State Emergency Unit Northern Region canine handler Ricky Gay said two arrests were made, following close to 60 searches by the dog unit, in partnership with Corrective Services staff.
On Saturday, a woman visiting an inmate was arrested after a search revealed she was carrying two capsules filled with white powder wrapped in tape.
Mr Gay said the woman admitted she was carrying the drugs after the dog “indicated” by sitting down next to her.
“She denied it for a while and then she admitted it,” Mr Gay said.
“The woman believed the drug wouldn’t be detected because it was wrapped up.”
Another woman from Boggabilla was arrested after a positive result from Candy found an amount of cannabis in a children’s bag.
The two women were both charged with possessing a prohibited drug and bringing or introducing a drug into a detention facility.
Tamworth Correctional Centre head of security Michael Page said the two arrests were an indicator of the success of the operation.
“Every time we stop drugs getting into our facility, it’s a success,” Mr Page said.
“We have a zero-tolerance policy in relation to drugs at Corrective Services, and we run these operations as a deterrent.”
He said offenders were handed over to police to be dealt with and they faced jail time and prison bans if caught.
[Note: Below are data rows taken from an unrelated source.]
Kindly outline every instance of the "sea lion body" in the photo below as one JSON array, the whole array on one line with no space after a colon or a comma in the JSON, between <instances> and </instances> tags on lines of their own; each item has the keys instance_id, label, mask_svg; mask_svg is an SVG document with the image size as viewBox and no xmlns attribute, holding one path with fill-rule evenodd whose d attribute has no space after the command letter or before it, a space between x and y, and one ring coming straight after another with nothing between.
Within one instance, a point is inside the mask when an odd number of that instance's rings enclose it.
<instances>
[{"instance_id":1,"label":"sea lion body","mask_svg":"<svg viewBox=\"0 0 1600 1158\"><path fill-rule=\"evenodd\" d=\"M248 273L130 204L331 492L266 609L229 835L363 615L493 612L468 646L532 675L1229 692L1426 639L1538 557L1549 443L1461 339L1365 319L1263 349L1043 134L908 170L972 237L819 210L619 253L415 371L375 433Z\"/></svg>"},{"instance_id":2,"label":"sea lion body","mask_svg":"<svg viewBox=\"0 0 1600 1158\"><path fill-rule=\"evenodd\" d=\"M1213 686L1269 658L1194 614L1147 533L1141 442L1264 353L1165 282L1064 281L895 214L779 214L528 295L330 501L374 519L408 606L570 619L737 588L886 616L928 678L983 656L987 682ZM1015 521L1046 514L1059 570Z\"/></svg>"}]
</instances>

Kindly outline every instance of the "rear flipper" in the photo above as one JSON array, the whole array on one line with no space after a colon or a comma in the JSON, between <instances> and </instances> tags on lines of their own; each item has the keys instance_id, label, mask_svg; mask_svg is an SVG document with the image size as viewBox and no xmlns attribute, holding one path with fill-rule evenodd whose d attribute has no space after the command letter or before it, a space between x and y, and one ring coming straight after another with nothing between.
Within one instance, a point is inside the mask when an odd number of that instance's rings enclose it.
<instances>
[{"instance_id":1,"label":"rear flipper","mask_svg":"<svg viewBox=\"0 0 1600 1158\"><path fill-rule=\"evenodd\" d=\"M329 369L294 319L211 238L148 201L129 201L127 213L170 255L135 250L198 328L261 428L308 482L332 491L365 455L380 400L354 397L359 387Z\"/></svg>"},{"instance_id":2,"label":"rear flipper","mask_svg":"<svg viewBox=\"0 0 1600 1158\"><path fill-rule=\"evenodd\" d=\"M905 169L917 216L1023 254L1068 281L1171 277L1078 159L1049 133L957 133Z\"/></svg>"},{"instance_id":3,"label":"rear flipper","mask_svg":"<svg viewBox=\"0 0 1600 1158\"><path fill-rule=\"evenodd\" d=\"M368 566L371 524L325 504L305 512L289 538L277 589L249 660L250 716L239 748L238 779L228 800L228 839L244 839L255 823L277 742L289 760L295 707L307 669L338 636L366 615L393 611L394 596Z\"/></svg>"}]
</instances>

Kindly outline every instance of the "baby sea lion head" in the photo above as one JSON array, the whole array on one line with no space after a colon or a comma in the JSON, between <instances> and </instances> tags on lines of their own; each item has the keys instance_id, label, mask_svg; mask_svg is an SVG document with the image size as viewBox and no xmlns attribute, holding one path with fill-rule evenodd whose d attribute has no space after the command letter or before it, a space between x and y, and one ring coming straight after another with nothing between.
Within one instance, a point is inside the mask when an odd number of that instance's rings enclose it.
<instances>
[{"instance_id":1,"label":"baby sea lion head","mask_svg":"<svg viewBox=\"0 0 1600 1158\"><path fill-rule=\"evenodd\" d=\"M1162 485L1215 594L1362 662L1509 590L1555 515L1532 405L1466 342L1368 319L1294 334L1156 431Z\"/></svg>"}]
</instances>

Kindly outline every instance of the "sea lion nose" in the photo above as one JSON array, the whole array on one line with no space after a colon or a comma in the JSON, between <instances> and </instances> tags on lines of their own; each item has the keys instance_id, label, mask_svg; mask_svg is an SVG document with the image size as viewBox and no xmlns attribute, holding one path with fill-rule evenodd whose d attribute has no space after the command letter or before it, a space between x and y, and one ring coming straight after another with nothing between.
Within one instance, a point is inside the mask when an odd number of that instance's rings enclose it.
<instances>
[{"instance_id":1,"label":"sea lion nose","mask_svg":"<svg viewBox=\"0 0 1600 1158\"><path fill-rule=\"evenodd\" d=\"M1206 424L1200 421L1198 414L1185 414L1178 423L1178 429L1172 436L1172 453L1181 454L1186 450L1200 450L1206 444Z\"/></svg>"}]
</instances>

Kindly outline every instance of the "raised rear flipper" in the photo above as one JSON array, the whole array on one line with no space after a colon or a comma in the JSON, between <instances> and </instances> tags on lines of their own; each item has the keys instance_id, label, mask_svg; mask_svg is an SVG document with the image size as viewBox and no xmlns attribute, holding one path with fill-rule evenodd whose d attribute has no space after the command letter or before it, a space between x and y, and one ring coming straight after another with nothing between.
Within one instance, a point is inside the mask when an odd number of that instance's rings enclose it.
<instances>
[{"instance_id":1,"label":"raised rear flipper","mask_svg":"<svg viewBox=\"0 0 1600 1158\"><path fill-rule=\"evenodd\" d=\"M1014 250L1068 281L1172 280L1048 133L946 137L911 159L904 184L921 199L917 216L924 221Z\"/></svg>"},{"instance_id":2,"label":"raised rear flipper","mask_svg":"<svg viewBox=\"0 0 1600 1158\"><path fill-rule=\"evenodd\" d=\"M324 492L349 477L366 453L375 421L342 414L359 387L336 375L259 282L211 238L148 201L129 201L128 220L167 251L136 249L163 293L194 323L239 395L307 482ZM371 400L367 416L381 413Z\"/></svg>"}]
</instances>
“They risk being banned from all NSW correctional facilities for up to two years if they get caught.”
Mr Page said further operations were planned in coming months with the assistance of the drug dogs.
Three-year-old springer spaniel Candy has been in training with the unit since she was nine months old and Mr Gay said she’s sniffed out hundreds of illegal substances on inmates, visitors and in prison areas.
Working with her handler performing vehicle, personal and area searches, her handler knows if she sits down and looks at him, Candy’s nose has detected something.
“She’ll sit down next to the person and look at them and look at me.”
A special collar means it’s time to go to work, and Mr Gay sees to it she is always rewarded with her favourite game of tug-of-war with a toy after her hours of duty.
“It’s all a game for her,” he said.
“She’s happy and excited when she gets to work, it means she gets her toy.”
Mr Gay said in his 13 years as a dog handler, he had just about seen every method people had tried to get drugs into detention centres.
“I’ve seen it all. They wrap it in balloons to mask the smell; bring it in on their children,” he said.
But Mr Gay said a good drug dog could detect even bags and clothes that had come into contact from drugs – even months previously.
“The smell still permeates the material. I’ve had visitors surprised, saying ‘I haven’t had anything in there for a month'.
“But the residual smell is still there.”